In the quest for a greener, more efficient energy future, researchers are constantly seeking innovative ways to integrate and optimize energy systems. A recent study published in IEEE Access, led by Kaiyan Wang from the School of Electrical Engineering at Xi’an University of Technology in China, offers a compelling solution. Wang and his team have developed a novel method for optimizing integrated energy systems (IES) that could significantly reduce carbon emissions and operational costs.
The study introduces a dynamic approach to scheduling IES, incorporating a reward and punishment mechanism based on electricity and thermal carbon emission factors. This method not only promotes the efficient use of thermal energy but also encourages low-carbon behaviors among users. “By considering energy coupling and thermal energy cascade utilization, we can achieve a high-grade use of thermal energy in combination with thermal load demand,” Wang explains. This means that waste heat, often a byproduct of industrial processes, can be repurposed to meet thermal energy needs, reducing the overall carbon footprint.
The researchers have also developed an improved model for dynamic electricity and thermal carbon emission factors. This model characterizes the carbon emission intensity and renewable energy consumption capacity, providing a more accurate picture of the environmental impact of energy use. “Our integrated demand response (IDR) mechanism, driven by electricity, thermal reward, and carbon price, guides users toward low-carbon behaviors and renewable energy consumption,” Wang adds. This mechanism is a key component of the two-stage optimal scheduling model proposed in the study.

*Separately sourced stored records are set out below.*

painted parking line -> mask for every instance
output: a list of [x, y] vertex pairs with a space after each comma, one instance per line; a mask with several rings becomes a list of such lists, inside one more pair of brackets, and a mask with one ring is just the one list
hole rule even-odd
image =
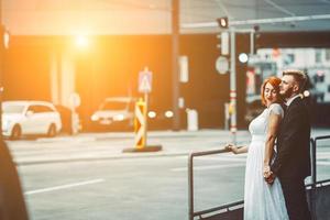
[[[245, 163], [241, 164], [223, 164], [223, 165], [206, 165], [206, 166], [194, 166], [194, 170], [209, 170], [209, 169], [220, 169], [220, 168], [234, 168], [243, 167]], [[172, 168], [172, 172], [187, 172], [187, 167]]]
[[196, 161], [246, 162], [246, 157], [197, 157]]
[[55, 190], [59, 190], [59, 189], [67, 189], [67, 188], [73, 188], [73, 187], [78, 187], [78, 186], [90, 185], [90, 184], [98, 184], [101, 182], [105, 182], [105, 179], [100, 178], [100, 179], [94, 179], [94, 180], [88, 180], [88, 182], [79, 182], [79, 183], [67, 184], [67, 185], [62, 185], [62, 186], [30, 190], [30, 191], [25, 191], [24, 195], [34, 195], [34, 194], [55, 191]]

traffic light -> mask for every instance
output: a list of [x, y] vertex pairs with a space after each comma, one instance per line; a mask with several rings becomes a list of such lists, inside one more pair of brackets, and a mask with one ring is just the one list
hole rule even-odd
[[221, 29], [228, 29], [228, 16], [221, 16], [217, 19], [217, 22]]

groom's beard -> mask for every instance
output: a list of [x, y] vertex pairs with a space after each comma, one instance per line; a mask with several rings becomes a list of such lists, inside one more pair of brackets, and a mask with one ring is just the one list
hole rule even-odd
[[288, 88], [286, 91], [280, 92], [283, 99], [289, 99], [294, 96], [294, 88]]

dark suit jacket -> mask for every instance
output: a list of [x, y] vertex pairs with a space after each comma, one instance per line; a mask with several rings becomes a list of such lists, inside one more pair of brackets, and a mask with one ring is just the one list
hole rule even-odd
[[271, 165], [279, 178], [310, 176], [310, 121], [306, 105], [296, 98], [287, 107], [277, 135], [277, 156]]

The first stage involves pre-scheduling, where an initial plan is developed and load distribution is adjusted through the IDR mechanism. The second stage, re-scheduling, updates the load curve to obtain the final scheduling plan. Through simulation, the researchers found that their method reduces carbon emissions by 7.7%, improves the renewable energy consumption rate by 4%, and reduces the comprehensive operating cost of the system by 4.3%.

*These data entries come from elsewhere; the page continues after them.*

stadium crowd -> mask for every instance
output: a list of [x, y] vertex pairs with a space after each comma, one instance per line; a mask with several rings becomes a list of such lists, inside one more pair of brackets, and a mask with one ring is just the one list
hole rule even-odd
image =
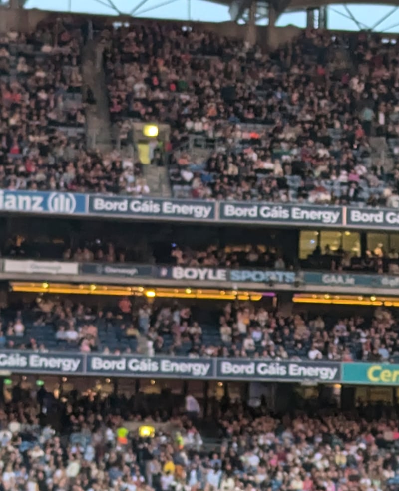
[[38, 297], [17, 312], [3, 309], [0, 348], [80, 350], [154, 356], [392, 361], [399, 356], [398, 321], [373, 316], [284, 315], [255, 303], [191, 307], [158, 300], [95, 309], [69, 299]]
[[172, 24], [121, 28], [109, 39], [115, 118], [169, 123], [172, 149], [191, 135], [222, 149], [204, 163], [172, 153], [176, 195], [396, 203], [398, 175], [371, 158], [369, 141], [375, 130], [397, 146], [395, 45], [357, 33], [343, 40], [347, 51], [338, 37], [307, 31], [266, 53]]
[[[2, 491], [397, 489], [399, 429], [389, 406], [271, 415], [264, 405], [225, 399], [209, 421], [221, 445], [207, 451], [176, 409], [142, 419], [134, 397], [75, 393], [63, 403], [44, 388], [30, 395], [16, 386], [1, 405]], [[145, 438], [138, 425], [129, 429], [140, 421], [163, 424]]]
[[[148, 194], [138, 160], [86, 149], [82, 32], [57, 26], [1, 37], [0, 184]], [[396, 50], [377, 35], [307, 31], [265, 53], [153, 23], [104, 29], [101, 40], [113, 118], [171, 125], [176, 196], [398, 204], [398, 169], [369, 141], [386, 137], [396, 164]], [[197, 161], [184, 148], [192, 137], [217, 148]]]
[[0, 38], [0, 188], [149, 192], [139, 163], [87, 149], [82, 42], [61, 20]]
[[[72, 242], [72, 241], [71, 241]], [[399, 274], [399, 254], [392, 248], [386, 251], [382, 244], [366, 249], [361, 256], [354, 256], [342, 248], [335, 250], [328, 245], [322, 250], [315, 246], [306, 259], [290, 257], [283, 250], [270, 245], [228, 245], [224, 248], [209, 245], [202, 249], [173, 244], [170, 254], [163, 250], [157, 256], [151, 247], [140, 247], [136, 243], [126, 245], [120, 238], [117, 241], [100, 239], [80, 240], [78, 243], [63, 244], [57, 241], [41, 243], [21, 235], [11, 236], [4, 241], [0, 254], [5, 258], [53, 259], [79, 263], [102, 262], [146, 264], [169, 264], [186, 267], [253, 268], [275, 270], [300, 269], [337, 272], [364, 272]], [[165, 249], [168, 246], [166, 246]]]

The implications of this research are far-reaching. For the energy sector, this could mean more efficient use of resources, lower operational costs, and a significant reduction in carbon emissions. As the world continues to grapple with climate change, such innovations are crucial. This research could shape future developments in the field by providing a framework for optimizing energy systems that balances environmental and economic considerations. As the energy sector continues to evolve, the need for such integrated and dynamic solutions will only grow.